- Kablo ve uydu ortamlarında 10 yıllık lisans bedelleri 210.000 TL iken karasal sayısalda (ulusal HD genel için) asgari 48.800.000 TL bedel oluşmuş olması karasal frekansların ne kadar kıymetli olduğunun kanıtıdır. Karasal analog kullanarak yayın alan hanelerin toplam içindeki oranının, en iyimser tahminle, %20 civarında olduğunu düşününce; ihalenin, karasalın payının %50'lerde olduğu tarihlerde yapılsaydı lisans bedeli nerelere gelirdi sorusu önemlidir.
- Kimse karasal izleyen mi kaldı, sayısalını hiç kurmasak diyemez artık.
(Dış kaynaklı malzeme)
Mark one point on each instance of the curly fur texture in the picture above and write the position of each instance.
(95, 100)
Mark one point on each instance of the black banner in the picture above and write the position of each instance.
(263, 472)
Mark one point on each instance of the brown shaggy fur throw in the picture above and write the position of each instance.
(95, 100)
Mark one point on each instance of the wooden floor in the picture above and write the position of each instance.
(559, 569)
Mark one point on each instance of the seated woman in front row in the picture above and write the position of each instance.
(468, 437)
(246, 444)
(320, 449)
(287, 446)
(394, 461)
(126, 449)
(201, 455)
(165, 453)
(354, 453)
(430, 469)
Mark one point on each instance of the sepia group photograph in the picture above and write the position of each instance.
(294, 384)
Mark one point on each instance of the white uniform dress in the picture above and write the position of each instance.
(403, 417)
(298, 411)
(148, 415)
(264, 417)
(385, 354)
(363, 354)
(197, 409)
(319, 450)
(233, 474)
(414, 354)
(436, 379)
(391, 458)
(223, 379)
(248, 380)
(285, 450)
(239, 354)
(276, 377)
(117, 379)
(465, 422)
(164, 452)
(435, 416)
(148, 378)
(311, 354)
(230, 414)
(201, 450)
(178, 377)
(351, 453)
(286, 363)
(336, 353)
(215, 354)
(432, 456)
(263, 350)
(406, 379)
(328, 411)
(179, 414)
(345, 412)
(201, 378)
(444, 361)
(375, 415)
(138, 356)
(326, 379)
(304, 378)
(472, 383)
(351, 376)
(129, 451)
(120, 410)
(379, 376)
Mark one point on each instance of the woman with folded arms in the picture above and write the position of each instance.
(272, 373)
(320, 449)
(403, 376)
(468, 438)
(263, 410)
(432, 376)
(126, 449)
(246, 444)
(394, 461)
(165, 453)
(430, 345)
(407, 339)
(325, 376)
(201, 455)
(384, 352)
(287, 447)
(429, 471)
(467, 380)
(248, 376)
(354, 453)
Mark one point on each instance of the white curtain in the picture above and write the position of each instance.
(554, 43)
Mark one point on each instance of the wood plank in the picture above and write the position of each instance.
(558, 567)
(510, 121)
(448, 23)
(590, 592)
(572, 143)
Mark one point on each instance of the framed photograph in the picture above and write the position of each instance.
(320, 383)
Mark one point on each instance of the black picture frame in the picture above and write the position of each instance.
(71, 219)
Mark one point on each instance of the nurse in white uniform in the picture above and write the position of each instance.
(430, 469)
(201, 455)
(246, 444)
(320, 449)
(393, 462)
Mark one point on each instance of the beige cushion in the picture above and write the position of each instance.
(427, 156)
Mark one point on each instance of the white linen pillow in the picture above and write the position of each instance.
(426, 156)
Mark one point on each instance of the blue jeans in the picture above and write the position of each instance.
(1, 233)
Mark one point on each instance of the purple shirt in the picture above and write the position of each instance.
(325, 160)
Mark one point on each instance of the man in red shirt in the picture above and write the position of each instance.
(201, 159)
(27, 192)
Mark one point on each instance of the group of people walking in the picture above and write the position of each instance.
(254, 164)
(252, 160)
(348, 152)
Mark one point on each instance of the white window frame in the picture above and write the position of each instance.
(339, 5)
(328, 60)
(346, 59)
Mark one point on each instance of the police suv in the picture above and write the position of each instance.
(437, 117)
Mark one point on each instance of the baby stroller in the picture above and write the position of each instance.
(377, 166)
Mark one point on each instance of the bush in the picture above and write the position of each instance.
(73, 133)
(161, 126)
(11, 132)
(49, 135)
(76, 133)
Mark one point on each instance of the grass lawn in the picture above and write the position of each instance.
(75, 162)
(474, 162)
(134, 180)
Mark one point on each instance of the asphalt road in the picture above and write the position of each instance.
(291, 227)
En azından lisans için bu paraları ödemeyi kabul eden, ülkemizin büyük yayıncı grupları (Samanyolu, Ciner, Doğan, Doğuş, Çalık, Çukurova ve İpek) sizin gibi düşünmüyor. 401 milyon TL hiç az para değil.
- Aslında bakarsanız, iş asıl bundan sonra başlayacak. 6112 sayılı kanuna göre ulusal karasal sayısal lisans sahipleri, en fazla %10 ortak olabilecekleri bir şirket kuracaklar, RTÜK, kurulacak bu şirketlerden (birden fazla kurulmuş olabilir elbette) bir tanesini seçip anten işlerini yürütecektir diye belirleyecek.
- Belirlenen şirket, adına anten a.ş. diyelim bundan sonra, ülke genelinde DVB-T2 kuleleri kuracak, vericiler tesis edecek, ciddi yatırımlar yapacak ve tüm sistemi 10 yıl boyunca, RTÜK'ün sıkı denetimi altında işletecek.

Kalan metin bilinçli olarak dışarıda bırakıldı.